= Cancer immunoprevention =

Prevention of cancer onset with immunological means

Cancer immunoprevention is the prevention of cancer onset with immunological means such as vaccines, immunostimulators or antibodies. Cancer immunoprevention is conceptually different from cancer immunotherapy, which aims at stimulating immunity in patients only after tumor onset, however the same immunological means can be used both in immunoprevention and in immunotherapy.

==Immunoprevention of tumors caused by viruses==
Immunoprevention of tumors caused by viruses or other infectious agents aims at preventing or curing infection before the onset of cancer. Effective vaccines are available for use in humans.

Some tumor types in humans and in animals are the consequence of viral infections. In humans the most frequent viral tumors are liver cancer (also called hepatocellular carcinoma), arising in a small proportion of patients with chronic infection by hepatitis B virus (HBV) or hepatitis C virus (HCV), and carcinoma of the uterine cervix (also called cervical cancer), caused by human papilloma virus (HPV). Altogether these two tumors make 10% of all human cancers, affecting almost one million new patients each year worldwide.
The HBV vaccine, now in worldwide use, was shown to reduce the incidence of liver carcinoma. Cancer immunoprevention by the HBV vaccine can be thought of as a beneficial side effect of vaccine developed and used to prevent hepatitis B. This is not the case with HPV vaccines, which were primarily developed for cancer prevention. Clinical trials showed that HPV vaccines can prevent HPV infection and carcinogenesis almost completely; these results led to vaccine approval by regulatory agencies in USA and Europe.

==Immunoprevention of non-infectious tumors==
Is it possible to devise immunopreventive strategies for tumors not caused by infectious agents? The challenge is to predict in each individual the risk of specific cancer types and to design immune strategies targeting these cancer types. This is not yet feasible in humans, thus immunoprevention of non-infectious tumors is at a preclinical stage of development.

Effective immunoprevention of various types of cancer was obtained in murine models of cancer risk, in particular in transgenic mice harboring activated oncogenes, thus demonstrating that activation of the immune system in healthy hosts can indeed prevent carcinogenesis. Both non-specific immune stimuli, like cytokines and other immunostimulators, and vaccines containing a specific antigen were active in mouse models; combinations of both types of agents yielded the best results, up to an almost complete, long-term block of carcinogenesis in models of aggressive cancer development.
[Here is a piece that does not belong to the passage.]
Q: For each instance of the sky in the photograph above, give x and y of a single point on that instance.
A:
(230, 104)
===Clinical development and risks===
The success of cancer immunoprevention in preclinical models suggests that it might have an impact also in humans. The main problems to be solved are the definition of appropriate human applications and of the risks for human health.

Application to the general population, as is being done for vaccines against HBV and HPV, is currently unfeasible, because it would require a precise individual prediction of the risk of cancer. Subgroups at high risk of developing a defined type of tumor, for example families with hereditary cancer or individuals with preneoplastic lesions, are the natural candidates for immunoprevention of non-infectious tumors. It has also been suggested that immunopreventive strategies can have therapeutic effects against metastases, hence early human trials could aim at cancer therapy rather than prevention.

The main risk of prolonged immune stimulation for cancer prevention is the development of autoimmune diseases. Most antitumor immune responses are autoimmune, because most tumor antigens are also expressed by normal cells, but it must be considered that autoimmune responses do not necessarily evolve into autoimmune diseases. The limited autoimmunity triggered by cancer immunoprevention did not cause overt autoimmune diseases in preclinical mouse studies, however this is an issue that will require careful monitoring in early clinical trials.